Manipulationen bei einer Wahl in Deutschland wurden bisher nicht festgestellt und, soweit bekannt, auch von niemandem behauptet. Aus der in den Niederlanden gelungenen Manipulation in experimenteller Umgebung kann nicht auf tatsächliche Manipulationen von realen Wahlen oder auch nur auf reale Manipulationsmöglichkeiten geschlossen werden. In Deutschland gab es bei der letzten Bundestagswahl 80.000 Wahlbezirke; jeder der 299 Wahlkreise war somit in ca. 270 Wahlbezirke eingeteilt. Allein um die Wahl in einem einzigen Wahlkreis zu manipulieren, um einem bestimmten Kandidaten zum Sieg zu verhelfen, wäre eine Wahlfälschung in einer Vielzahl von Wahlbezirken erforderlich. Dies zeigt, dass eine Wahlfälschung durch einen Einzeltäter nahezu unmöglich ist und eine Vielzahl von Mittätern mit technischen Kenntnissen und Insiderwissen erforderlich wäre, um ein relevantes Ergebnis zu erzielen – und dies gilt sowohl für die Urnen- und Briefwahl als auch für die Wahl mit Wahlgeräten.

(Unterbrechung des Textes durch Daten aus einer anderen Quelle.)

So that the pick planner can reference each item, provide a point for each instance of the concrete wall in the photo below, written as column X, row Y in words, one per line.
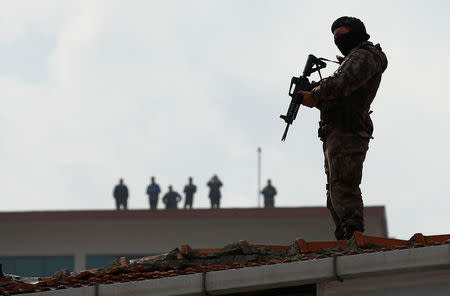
column 153, row 232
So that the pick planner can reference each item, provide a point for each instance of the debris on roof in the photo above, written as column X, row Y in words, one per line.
column 187, row 260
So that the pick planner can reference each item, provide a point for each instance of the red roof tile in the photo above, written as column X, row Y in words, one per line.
column 189, row 260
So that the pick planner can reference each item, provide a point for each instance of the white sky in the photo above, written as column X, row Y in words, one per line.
column 97, row 90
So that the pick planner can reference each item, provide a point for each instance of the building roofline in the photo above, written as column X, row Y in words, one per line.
column 276, row 275
column 374, row 211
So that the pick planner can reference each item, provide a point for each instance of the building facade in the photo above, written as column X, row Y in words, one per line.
column 40, row 243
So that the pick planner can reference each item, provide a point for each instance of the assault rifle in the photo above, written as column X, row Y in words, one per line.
column 313, row 64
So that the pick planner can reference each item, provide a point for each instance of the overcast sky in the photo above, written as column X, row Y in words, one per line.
column 97, row 90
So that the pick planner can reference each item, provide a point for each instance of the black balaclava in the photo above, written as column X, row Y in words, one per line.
column 357, row 34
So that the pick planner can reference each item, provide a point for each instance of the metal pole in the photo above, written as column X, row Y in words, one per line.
column 259, row 177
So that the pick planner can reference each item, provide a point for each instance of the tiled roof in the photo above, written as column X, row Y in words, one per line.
column 186, row 260
column 377, row 211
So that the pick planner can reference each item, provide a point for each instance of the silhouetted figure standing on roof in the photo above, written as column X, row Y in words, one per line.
column 153, row 191
column 121, row 195
column 269, row 193
column 189, row 191
column 214, row 191
column 171, row 199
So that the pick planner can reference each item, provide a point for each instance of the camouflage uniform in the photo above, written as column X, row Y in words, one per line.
column 345, row 129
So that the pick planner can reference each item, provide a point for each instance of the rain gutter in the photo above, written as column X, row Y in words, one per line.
column 276, row 275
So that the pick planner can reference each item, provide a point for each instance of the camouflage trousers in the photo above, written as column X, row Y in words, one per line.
column 344, row 158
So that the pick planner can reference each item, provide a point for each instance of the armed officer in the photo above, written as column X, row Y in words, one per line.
column 189, row 191
column 171, row 199
column 153, row 191
column 345, row 126
column 120, row 194
column 214, row 191
column 269, row 193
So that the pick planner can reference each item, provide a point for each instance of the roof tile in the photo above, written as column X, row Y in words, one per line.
column 242, row 254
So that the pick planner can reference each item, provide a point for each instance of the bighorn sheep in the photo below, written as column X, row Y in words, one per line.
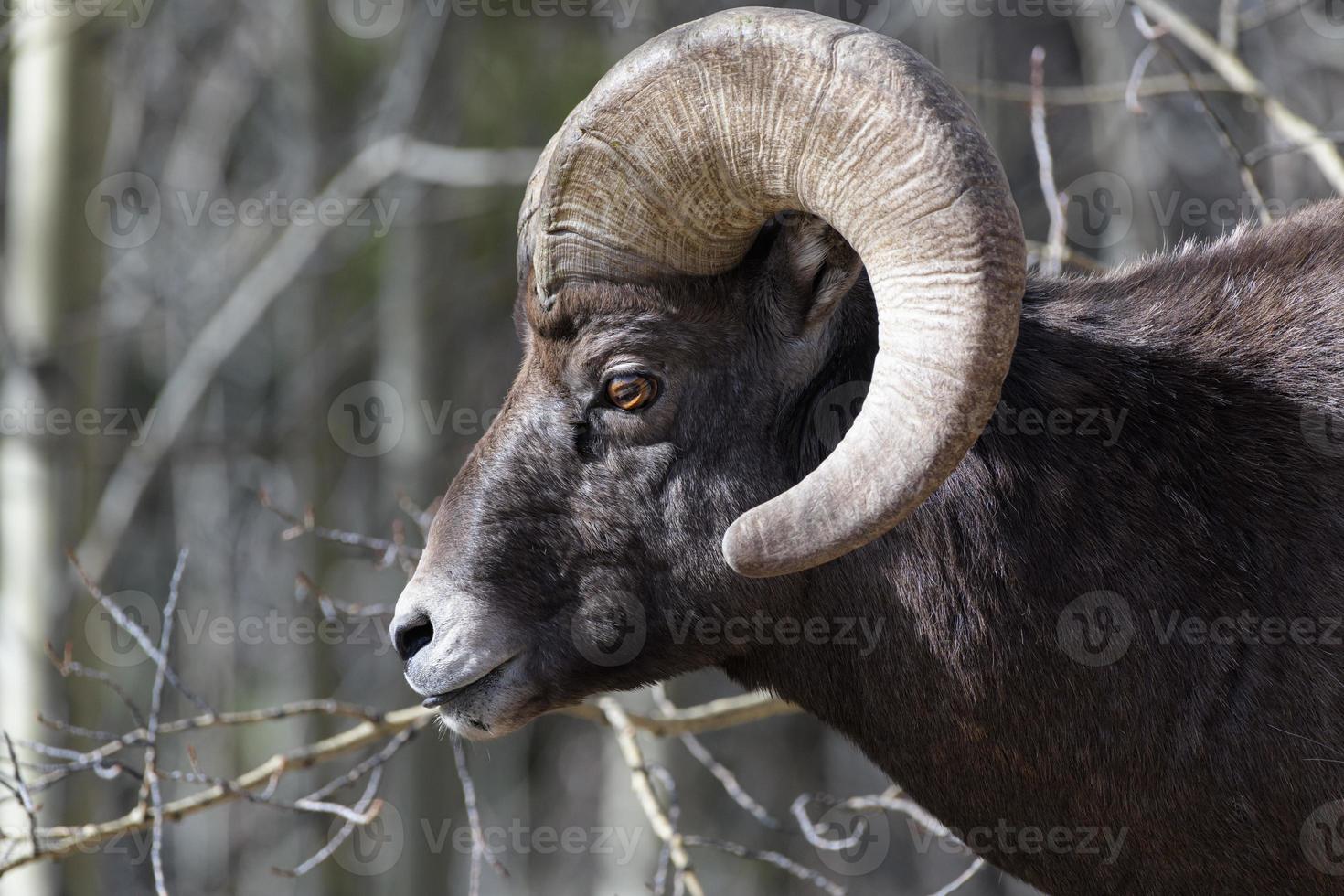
column 656, row 463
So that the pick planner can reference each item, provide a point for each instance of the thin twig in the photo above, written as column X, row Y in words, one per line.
column 976, row 867
column 156, row 699
column 480, row 849
column 68, row 667
column 730, row 782
column 778, row 860
column 1235, row 73
column 643, row 789
column 20, row 790
column 1224, row 133
column 1052, row 263
column 129, row 626
column 365, row 812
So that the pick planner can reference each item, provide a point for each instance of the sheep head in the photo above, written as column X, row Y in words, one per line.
column 646, row 466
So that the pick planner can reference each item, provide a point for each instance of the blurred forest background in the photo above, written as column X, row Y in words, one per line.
column 230, row 222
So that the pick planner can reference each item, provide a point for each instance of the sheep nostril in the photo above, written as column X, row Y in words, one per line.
column 411, row 635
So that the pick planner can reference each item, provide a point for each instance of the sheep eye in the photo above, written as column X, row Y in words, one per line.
column 632, row 391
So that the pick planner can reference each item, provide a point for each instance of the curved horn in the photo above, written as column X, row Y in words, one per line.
column 680, row 154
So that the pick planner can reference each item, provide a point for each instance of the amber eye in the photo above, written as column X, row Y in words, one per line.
column 631, row 391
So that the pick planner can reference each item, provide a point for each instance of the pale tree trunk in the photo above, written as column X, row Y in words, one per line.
column 43, row 229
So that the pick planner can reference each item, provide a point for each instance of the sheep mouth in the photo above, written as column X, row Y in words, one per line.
column 457, row 695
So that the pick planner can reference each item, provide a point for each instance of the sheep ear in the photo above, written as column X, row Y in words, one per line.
column 818, row 265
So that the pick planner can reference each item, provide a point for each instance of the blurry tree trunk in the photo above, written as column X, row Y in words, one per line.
column 50, row 258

Aufgrund der Bedeutung von Wahlen für die Legitimation von Parlament und Regierung in einer Demokratie muss die Integrität des Wahlvorganges vor allen vernünftigerweise zu erwartenden Gefahren geschützt werden. Ein Ausschluss jeglicher auch nur theoretisch denkbarer Manipulationsmöglichkeiten ist jedoch weder bei Wahlgeräten noch bei anderen Formen der Stimmabgabe, insbesondere der Briefwahl, möglich. Die Briefwahlunterlagen werden von den Wählern im privaten Umfeld ausgefüllt, anschließend von der Post transportiert und schließlich bei den Gemeindebehörden bis zum Wahltag aufbewahrt. Dies alles geschieht unter Ausschluss der Öffentlichkeit; und es lassen sich auch hier hypothetische Manipulationsszenarien konstruieren. Es ist ein Wertungswiderspruch, wenn man bei der Brief- und Urnenwahl der Ehrlichkeit und Rechtstreue der in der Wahlorganisation tätigen Personen vertraut – zu Recht, wie die Erfahrungen seit knapp 60 Jahren mit Wahlen auf allen Ebenen zeigen –, während man im Zusammenhang mit Wahlgeräten genau demselben Personenkreis jede denkbare Manipulation zutraut.